Under President Bill Clinton, the US deepened this relationship, signing a $10 billion investment contract with Azerbaijan to develop its oil fields. After the attacks of 9/11, President George W. Bush broadened the relationship to include military collaboration, with Azerbaijan providing its airspace for the US invasion of Iraq, while becoming the first Muslim nation to send its soldiers to fight alongside US troops. While in Baku in 2008, one US diplomat told me that Azerbaijan was “central to all we’re trying to do in this part of the world.” Then-US Ambassador Anne Derse described it to me as “Houston on the Caspian”—the indispensable link to reducing European energy independence on Moscow, as Azerbaijan is home to the only pipelines exporting Caspian oil and gas that bypass Russia altogether.
One of the most surprising aspects of Azerbaijan—a country that is 85% Shi’ite Muslim—is its close alliance with Israel. Prime Minister Benjamin Netanyahu visited during his first term in office in 1997, and the partnership has only deepened since, particularly as long-time Israeli ally Turkey has turned its back on Tel Aviv. Israel is now the second-largest importer of Azerbaijani oil, and with the recent signing of a $1.6 billion arms agreement, the military relationship between the two countries has raised eyebrows. Earlier in 2012, Iran accused Azerbaijan of supporting anti-Iranian activity by Israel’s Mossad, while Azerbaijan charged 22 suspects in an Iranian plot to attack the Israeli embassy in Baku. In March 2012, an explosive foreign policy article reported Israeli plans to potentially—and unilaterally—strike Iran’s nuclear facilities using Azerbaijani bases for reconnaissance, refueling, and rescue operations.
Meanwhile, as sanctions squeeze Tehran, Azerbaijan produced nearly 100,000 barrels of oil and 15 billion cubic meters of natural gas last year, much of which it exported to European countries eager for reliable energy sources.

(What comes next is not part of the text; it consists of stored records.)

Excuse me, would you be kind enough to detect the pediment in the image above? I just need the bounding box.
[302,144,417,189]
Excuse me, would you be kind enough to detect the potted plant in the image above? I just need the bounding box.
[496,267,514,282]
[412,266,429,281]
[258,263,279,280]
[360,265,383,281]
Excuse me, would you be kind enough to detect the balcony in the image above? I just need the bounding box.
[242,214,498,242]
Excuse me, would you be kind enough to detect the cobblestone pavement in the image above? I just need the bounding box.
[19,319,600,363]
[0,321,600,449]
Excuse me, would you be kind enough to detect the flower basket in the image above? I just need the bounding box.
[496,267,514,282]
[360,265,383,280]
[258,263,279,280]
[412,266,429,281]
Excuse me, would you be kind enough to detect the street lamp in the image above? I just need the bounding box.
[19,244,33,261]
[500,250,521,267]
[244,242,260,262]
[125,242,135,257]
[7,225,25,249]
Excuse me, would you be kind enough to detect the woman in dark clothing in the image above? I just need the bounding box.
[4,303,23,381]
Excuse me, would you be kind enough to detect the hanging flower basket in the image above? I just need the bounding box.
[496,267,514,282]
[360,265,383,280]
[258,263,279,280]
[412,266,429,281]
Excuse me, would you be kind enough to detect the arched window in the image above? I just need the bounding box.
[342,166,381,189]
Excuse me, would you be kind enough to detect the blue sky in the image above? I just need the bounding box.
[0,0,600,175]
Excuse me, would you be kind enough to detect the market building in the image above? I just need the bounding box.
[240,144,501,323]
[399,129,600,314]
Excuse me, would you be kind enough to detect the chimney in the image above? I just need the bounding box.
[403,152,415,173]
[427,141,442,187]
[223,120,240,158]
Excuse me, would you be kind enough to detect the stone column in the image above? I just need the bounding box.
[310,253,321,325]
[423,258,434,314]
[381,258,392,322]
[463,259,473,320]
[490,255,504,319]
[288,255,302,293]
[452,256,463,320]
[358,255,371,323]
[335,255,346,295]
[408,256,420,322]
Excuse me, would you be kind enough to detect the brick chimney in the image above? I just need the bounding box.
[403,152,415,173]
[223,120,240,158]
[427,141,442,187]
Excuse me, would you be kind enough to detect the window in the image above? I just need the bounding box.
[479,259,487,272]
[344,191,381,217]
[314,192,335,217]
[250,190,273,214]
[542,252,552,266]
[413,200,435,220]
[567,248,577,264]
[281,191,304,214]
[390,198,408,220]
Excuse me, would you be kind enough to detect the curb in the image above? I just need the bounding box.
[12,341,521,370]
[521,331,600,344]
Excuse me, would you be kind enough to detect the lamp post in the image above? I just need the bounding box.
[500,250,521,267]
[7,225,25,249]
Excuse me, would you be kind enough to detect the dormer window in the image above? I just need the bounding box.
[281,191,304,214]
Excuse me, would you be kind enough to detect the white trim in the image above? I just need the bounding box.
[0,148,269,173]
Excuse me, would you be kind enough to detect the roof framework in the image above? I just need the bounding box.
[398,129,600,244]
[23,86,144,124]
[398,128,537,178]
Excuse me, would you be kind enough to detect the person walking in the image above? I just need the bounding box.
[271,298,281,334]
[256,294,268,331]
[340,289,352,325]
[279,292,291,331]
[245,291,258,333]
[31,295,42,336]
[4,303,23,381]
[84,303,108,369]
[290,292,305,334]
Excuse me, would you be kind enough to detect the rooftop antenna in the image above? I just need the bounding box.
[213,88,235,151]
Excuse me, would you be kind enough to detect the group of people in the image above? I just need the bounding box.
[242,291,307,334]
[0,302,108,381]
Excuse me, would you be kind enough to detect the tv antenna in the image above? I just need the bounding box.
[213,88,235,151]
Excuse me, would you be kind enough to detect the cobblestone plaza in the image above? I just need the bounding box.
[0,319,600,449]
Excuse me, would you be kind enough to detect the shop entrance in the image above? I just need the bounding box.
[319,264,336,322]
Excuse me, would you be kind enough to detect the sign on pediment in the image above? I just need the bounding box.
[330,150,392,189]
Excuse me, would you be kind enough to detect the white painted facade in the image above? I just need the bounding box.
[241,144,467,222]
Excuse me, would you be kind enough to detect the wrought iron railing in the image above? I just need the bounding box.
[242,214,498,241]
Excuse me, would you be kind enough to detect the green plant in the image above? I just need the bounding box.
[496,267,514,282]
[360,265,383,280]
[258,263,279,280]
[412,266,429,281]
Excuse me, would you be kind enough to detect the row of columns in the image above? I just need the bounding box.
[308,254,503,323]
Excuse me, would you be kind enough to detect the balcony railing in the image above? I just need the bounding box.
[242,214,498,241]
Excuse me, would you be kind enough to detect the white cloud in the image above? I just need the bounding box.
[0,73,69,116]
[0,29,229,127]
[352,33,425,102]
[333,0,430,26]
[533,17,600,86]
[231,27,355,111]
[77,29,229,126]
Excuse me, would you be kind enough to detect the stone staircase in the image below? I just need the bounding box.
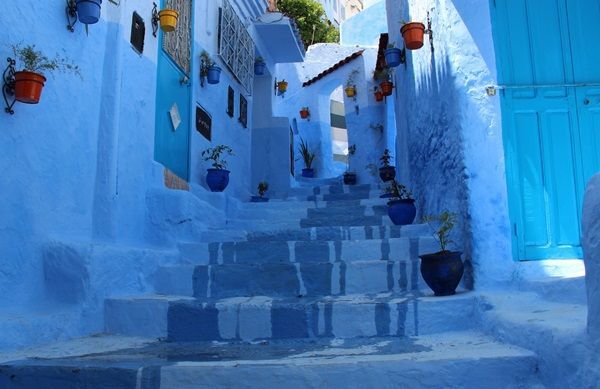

When the Shah Deniz II fields come online in the next five years, Azerbaijan will likely double its natural gas production, further enhancing its influence on Europe.
It’s true that, like many former Soviet states and US allies, Azerbaijan still struggles with civil liberties, human rights, and fundamental freedoms—issues Secretary of State Hillary Clinton raised with President Aliyev during a trip to Baku in June 2012, while announcing that “the US remains strongly committed to working with the government and people (of Azerbaijan).”
The Obama Administration needs to do more than that. It should explore whether a combination of aid, incentives, and diplomacy could help resolve Azerbaijan’s festering conflict with Armenia over Nagorno-Karabakh. It should add a small US ground presence to demonstrate its commitment to the country’s security, while pushing for greater NATO cooperation with Azerbaijan. And, it should assist the EU in securing the Nabucco-West natural gas pipeline, which will ensure European energy security, enrich Azerbaijan, and bring the country closer to the West.
Home to more than half of the world’s mud volcanoes, with flames that occasionally erupt hundreds of feet into the sky, “Azerbaijan” literally translates to the “Land of Fire.” In the tinderbox that is the Caspian Region and the Middle East, a stronger US-Azerbaijan partnership might help assure that cooler heads prevail.